Getting It Down Pat

Please spare me the kinder, gentler spin on Pat Awada [“Is This Woman Ruining Our State?,” July]. As state auditor, her responsibility is to oversee $17 billion in local government spending. As the previous owner of Capital Verification, a telecom industry oversight company, she failed consumers to the tune of $222,000 in her clients’ fines and complaints in seven states. She is hardly fit to be state auditor. “The industry is sleazy,” she tells us. “Every telecom has these problems,” she says. As auditor, would she accept similar excuses from any of the cities she audits? If Pat is the “Future of Minnesota,” then Minnesota is in for years of failed oversight from its state auditor, and possibly years of faulty leadership from its governor, senator, or whatever position the Republican Party anoints her to run for next.
Tom Madden
Minneapolis

The picture of one of my favorite officers of the state caught my eye as I eyeballed the magazine shelves at Barnes & Noble in Edina. There was Pat Awada next to a great question: “Is our spunky state auditor making a Republican out of you?” I hope the answer for the majority is a resounding “Yes!” I’m one of those “anti-tax” Republicans who lives across the freeway from the Awadas and found myself at odds with Pat, the mayor, when she was pushing the community center onto Eaganites, who had just approved her community pool a couple years before (though I didn’t object to the pool as much as I did the community center).
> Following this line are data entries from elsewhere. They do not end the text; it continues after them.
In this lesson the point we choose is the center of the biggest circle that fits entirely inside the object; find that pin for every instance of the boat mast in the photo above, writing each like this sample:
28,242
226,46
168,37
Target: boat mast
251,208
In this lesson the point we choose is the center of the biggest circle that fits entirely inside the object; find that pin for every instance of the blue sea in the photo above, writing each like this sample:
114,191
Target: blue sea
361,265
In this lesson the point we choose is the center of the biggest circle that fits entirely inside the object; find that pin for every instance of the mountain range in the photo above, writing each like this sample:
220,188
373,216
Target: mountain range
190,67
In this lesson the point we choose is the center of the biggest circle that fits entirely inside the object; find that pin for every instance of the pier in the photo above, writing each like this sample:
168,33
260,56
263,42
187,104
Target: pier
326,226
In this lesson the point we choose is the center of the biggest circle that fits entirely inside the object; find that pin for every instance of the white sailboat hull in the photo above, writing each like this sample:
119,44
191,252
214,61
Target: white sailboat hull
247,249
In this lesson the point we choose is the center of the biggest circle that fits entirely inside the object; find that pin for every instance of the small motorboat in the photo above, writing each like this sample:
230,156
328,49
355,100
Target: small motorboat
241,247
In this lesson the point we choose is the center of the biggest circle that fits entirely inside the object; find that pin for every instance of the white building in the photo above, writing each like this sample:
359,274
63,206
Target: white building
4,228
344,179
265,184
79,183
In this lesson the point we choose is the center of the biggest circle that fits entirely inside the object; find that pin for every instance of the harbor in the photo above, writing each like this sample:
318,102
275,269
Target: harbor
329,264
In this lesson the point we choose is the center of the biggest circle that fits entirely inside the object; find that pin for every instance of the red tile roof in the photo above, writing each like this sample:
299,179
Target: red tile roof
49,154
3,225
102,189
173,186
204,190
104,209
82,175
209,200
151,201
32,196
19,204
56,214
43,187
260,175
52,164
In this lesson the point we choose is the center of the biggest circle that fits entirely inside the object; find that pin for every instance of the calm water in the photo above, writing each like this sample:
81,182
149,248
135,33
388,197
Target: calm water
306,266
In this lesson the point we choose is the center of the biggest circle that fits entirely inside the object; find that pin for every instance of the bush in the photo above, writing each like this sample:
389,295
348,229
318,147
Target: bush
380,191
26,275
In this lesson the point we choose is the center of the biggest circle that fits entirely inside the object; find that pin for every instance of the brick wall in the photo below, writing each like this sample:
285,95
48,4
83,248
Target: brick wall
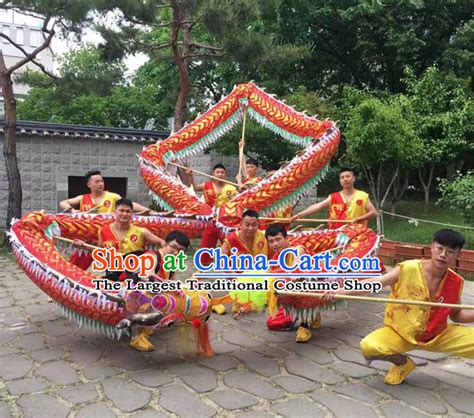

But now that it’s built, I’m succumbing to the thought that perhaps it was a good idea. I’m actually an “Eagan ambassador” now, and I led tours through the center when it first opened. Pat has always been an aggressive, competitive, and forward-looking person who has a creative mind, which I hope she uses to expose the waste in the 4,300 units of local government she is overseeing. If she can save us taxpayers a mere 10 percent of the $17 billion, she will be worth her weight in gold.
Alice Kreitz
Eagan

I feel there was one essential fact missing from the article about Minnesota’s current state auditor: Her name is Pat Anderson Awada. It was good enough for the election ballot… I wonder why it isn’t good enough for the office’s letterhead. Ah! At this time, there is no need to manipulate the citizens of the state to get elected!
Chris Olson
St. Paul

Thanks for your article on Pat Awada. It was the first article I’ve seen in the local press that was free of total negativism. It read more like a good short-story characterization. I got a feel for who she is, perhaps for the very first time. She is controversial. So, apparently, am I. In fact, I’d be interested in what Pat has to say about an ad campaign we’ve been running for the City of Excelsior in your magazine (placed right at the end of her article). Some people are reading this as “anti-business,” but the opposite is true. Excelsior simply wants unique businesses that go against the grain. Kind of like Pat Awada. How you read her depends on what is written about her. Thanks for an article that allowed me to decide, instead of told me what to decide.